Investimento pesado em hardware de IA
Projetada para gastar entre US$ 115 bilhões e US$ 135 bilhões em 2026 – quase o dobro do ano anterior – a Meta está reforçando seus data centers, redes globais e, principalmente, chips de IA. Para entusiastas de hardware, isso significa:
- Demanda crescente por GPUs de última geração, como as NVIDIA H100, que aquecem toda a cadeia de produção (e podem afetar preços de placas RTX para o consumidor final);
- Avanço no desenvolvimento de chips ASIC voltados a IA, que podem inspirar versões “domésticas” em smart TVs, roteadores e até periféricos gamers;
- Ecossistema otimizado para realidade mista nos futuros headsets Quest, com menor latência e jogos mais fluidos.
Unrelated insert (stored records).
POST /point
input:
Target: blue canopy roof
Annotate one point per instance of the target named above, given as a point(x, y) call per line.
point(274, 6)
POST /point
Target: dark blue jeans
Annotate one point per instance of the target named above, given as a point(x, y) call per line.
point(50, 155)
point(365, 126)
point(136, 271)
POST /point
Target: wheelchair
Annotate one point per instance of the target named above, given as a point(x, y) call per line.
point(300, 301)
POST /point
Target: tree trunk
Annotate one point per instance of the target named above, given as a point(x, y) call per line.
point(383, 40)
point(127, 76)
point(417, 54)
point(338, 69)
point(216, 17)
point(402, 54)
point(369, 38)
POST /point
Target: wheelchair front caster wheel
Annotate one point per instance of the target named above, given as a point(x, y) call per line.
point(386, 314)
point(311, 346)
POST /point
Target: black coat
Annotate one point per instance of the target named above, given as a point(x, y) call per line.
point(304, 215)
Menos gerentes, mais especialistas
O rearranjo também reduz camadas hierárquicas. Segundo Ishi Thakur, da Everest Group, a tendência é valorizar contribuidores individuais de alto nível, cada vez mais apoiados pela IA. Para quem faz carreira em desenvolvimento e pensa em turbinar o setup, vale considerar mouses com mais botões programáveis ou teclados mecânicos de resposta rápida: produtividade importa ainda mais quando a máquina trabalha ao seu lado.
Imagem: Gyana Swain
E a força de trabalho humana?
A Meta já cortou cerca de 1.000 vagas na Reality Labs em janeiro e centenas em março. Embora a companhia não admita relação direta, analistas apontam que a automação agressiva reduz a necessidade de grandes equipes de manutenção e suporte. Para o consumidor, o impacto pode ser positivo em forma de apps mais estáveis e atualizações frequentes; para os profissionais, a palavra de ordem é upskilling.
Próximos passos
A AAI trabalhará em conjunto com o Superintelligence Lab, recém-criado e chefiado por Alexandr Wang (ex-Scale AI). Uma das missões é construir um “motor de dados” que alimente modelos cada vez mais rápidos. A divisão se subdivide em:
- Equipe de interfaces e ferramentas: foca no que os engenheiros humanos veem e usam;
- Equipe de execução e avaliação: gera dados, executa tarefas e devolve feedback para os modelos.
Se tudo correr como planejado, em questão de meses veremos agentes cuidando de todo o processo de CI/CD (Integração Contínua e Entrega Contínua) da Meta. Para o usuário que compra hardware na Amazon, isso pode significar apps do Instagram e do Facebook que aproveitam melhor recursos como Ray Tracing em GPUs RTX ou o NPU presente em CPUs Intel Core Ultra.
O grande obstáculo agora não é mais a tecnologia, mas a velocidade com que as empresas reinventam suas regras de jogo. Até lá, acompanhar esses movimentos é fundamental para saber quais skills — e quais componentes de PC — vão se destacar na próxima leva de inovações.